「積水にない技術教える」中国企業、情報漏洩の元社員に

 
産経WEST
 
 
 
 
 
 大手化学メーカー「積水化学工業」(大阪市北区)のスマートフォン関連技術が中国企業に漏洩(ろうえい)した事件で、大阪府警に不正競争防止法違反(営業秘密侵害)容疑で書類送検された同市淀川区の男性元社員(45)=懲戒解雇=が、「中国企業から積水化学が持っていない技術情報と交換すると持ちかけられた」という趣旨の供述をしていることが14日、捜査関係者への取材で分かった。
 
 実際には中国企業から情報提供はなく、積水化学の情報を一方的に取られる形となった。
 
 
 
 関係者によると、中国企業は、広東省に本社を置く通信機器部品メーカー「潮州三環グループ」。元社員の書類送検容疑は平成30年8月上旬~昨年1月下旬、積水化学の営業秘密で、スマートフォンのタッチパネルなどに使われる電子材料「導電性微粒子」の製造工程に関する電子ファイルや画像などの技術情報を、潮社の社員に2回にわたってメールで送るなどしたとしている。
 
 元社員は当時、技術開発部門に所属し、営業秘密を管理する義務があった。
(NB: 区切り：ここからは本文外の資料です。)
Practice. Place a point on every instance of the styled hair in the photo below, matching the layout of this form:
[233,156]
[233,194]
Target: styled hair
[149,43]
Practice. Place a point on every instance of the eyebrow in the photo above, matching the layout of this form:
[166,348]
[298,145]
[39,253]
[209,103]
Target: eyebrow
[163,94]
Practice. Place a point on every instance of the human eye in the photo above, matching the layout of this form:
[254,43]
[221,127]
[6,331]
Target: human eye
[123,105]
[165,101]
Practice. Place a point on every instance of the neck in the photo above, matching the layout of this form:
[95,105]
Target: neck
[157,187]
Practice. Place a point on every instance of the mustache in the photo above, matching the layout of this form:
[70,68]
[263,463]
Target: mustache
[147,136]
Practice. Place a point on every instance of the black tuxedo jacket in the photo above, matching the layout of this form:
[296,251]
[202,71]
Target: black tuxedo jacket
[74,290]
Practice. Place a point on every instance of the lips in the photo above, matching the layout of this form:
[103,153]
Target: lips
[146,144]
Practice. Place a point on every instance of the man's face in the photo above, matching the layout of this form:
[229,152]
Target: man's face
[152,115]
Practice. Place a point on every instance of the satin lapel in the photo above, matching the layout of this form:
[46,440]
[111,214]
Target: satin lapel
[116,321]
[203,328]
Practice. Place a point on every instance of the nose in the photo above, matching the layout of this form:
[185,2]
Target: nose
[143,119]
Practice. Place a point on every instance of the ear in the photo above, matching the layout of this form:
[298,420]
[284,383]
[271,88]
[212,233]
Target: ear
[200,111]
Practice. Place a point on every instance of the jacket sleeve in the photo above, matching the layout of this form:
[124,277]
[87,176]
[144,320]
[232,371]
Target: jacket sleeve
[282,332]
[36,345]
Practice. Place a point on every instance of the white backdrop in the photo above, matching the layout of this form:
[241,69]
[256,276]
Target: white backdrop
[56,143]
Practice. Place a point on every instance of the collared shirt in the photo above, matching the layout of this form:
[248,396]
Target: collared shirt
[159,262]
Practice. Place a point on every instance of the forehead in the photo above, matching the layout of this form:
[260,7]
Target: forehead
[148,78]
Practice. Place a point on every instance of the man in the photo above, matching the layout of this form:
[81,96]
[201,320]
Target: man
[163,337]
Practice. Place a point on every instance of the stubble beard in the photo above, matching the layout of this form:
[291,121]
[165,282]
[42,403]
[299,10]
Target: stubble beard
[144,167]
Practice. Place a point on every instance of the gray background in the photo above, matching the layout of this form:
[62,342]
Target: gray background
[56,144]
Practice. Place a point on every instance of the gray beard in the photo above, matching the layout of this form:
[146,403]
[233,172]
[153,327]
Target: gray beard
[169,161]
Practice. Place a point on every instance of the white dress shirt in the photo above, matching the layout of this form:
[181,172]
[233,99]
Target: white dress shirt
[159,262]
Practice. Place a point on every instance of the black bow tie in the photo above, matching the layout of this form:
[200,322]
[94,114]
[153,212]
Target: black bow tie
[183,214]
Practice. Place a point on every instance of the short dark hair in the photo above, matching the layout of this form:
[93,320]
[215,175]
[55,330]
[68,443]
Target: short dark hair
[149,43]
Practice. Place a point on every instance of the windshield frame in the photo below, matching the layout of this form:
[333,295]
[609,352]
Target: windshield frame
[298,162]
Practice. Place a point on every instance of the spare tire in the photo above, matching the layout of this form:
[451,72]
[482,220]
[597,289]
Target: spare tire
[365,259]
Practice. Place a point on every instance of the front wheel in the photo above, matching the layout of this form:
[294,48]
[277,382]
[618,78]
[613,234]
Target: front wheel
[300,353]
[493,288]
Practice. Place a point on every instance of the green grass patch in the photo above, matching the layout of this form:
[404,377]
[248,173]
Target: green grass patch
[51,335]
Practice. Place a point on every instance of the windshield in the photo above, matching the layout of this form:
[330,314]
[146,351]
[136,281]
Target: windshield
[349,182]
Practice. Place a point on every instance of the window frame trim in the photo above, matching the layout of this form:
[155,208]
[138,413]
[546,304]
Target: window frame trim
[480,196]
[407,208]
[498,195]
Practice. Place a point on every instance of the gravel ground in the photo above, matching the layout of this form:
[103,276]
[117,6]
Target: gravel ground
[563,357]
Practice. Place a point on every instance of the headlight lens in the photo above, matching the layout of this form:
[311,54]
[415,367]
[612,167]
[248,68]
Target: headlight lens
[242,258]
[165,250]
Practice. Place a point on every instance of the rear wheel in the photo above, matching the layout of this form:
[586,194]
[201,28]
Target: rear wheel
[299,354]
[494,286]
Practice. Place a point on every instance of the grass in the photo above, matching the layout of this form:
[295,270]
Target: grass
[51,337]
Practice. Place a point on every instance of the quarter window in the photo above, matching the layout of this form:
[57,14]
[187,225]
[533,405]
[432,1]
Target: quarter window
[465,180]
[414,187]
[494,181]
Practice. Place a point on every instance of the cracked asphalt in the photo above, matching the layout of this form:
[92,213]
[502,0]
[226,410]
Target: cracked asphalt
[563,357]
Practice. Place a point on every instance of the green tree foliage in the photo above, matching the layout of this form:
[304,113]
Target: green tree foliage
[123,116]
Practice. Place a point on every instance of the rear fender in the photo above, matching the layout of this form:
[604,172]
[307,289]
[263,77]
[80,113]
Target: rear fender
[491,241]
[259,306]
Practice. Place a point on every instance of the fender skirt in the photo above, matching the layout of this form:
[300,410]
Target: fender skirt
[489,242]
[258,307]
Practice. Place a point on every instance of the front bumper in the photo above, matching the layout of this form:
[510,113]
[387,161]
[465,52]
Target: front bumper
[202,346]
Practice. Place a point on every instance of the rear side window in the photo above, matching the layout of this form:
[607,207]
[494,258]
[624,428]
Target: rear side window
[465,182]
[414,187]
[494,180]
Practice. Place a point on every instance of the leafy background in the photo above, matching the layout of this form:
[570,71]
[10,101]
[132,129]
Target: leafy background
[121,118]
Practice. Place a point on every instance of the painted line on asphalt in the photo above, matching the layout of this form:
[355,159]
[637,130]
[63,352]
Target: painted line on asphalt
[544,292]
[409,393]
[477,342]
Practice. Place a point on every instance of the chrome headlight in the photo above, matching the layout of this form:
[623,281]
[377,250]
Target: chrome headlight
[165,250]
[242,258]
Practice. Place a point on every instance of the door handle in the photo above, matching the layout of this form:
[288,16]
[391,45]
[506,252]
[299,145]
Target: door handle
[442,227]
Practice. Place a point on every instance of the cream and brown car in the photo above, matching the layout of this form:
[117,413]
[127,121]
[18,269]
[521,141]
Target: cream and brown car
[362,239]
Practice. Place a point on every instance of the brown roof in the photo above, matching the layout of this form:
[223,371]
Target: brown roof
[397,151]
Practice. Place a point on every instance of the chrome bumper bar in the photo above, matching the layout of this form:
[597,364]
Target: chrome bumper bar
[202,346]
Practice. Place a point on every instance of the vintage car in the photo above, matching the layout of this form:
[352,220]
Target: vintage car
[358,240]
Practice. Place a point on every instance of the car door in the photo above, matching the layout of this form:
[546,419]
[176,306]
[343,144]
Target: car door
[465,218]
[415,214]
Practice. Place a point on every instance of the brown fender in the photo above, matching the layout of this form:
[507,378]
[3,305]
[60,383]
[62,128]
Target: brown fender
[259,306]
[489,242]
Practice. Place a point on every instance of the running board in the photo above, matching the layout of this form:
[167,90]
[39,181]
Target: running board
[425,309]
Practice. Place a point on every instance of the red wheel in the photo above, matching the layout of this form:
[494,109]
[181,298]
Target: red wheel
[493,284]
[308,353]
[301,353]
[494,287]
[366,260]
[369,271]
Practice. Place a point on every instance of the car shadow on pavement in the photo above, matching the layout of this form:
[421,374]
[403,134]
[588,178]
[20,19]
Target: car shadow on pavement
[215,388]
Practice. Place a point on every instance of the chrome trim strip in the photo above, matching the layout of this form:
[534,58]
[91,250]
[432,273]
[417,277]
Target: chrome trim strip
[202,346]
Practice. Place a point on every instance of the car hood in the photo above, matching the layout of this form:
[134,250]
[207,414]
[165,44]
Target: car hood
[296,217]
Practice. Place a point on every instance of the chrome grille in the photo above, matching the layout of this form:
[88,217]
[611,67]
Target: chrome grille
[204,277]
潮社の社員から技術情報の交換という名目で営業秘密を教えるよう求められたとみられ、これまでの調べに、「積水化学が持っていない技術情報を交換で教えるといわれ、いけないこととは分かっていたが、社内での研究者としての地位が高まると思った」などと供述しているという。
 
 ただ、潮社側からの情報提供はなく、社内での待遇に不満を感じていた元社員の心理につけこまれ、一方的に情報をだまし取られる形となった。
 
 潮社の社員は、ビジネスに特化したSNS「LinkedIn(リンクトイン)」を通じて元社員に接触。当初は積水化学の取引先で、中国にある別の電気製品関連会社の関係者を装って連絡を取り始め、中国に招いた後に潮社の社員であることを明かしていた。
 
 リンクトインは世界で6億件を超える登録があり、利用者は会社名や役職、学歴などを公開して仕事に有益な情報を交換。元社員も登録し、自身が導電性微粒子の研究に携わっていることを明らかにしていた。
 
 積水化学は昭和22年に設立され、東証1部上場。住宅関連とともに電子工学関連が事業の柱で、導電性微粒子の製造でも高い技術を有しており、世界トップクラスのシェアを誇る。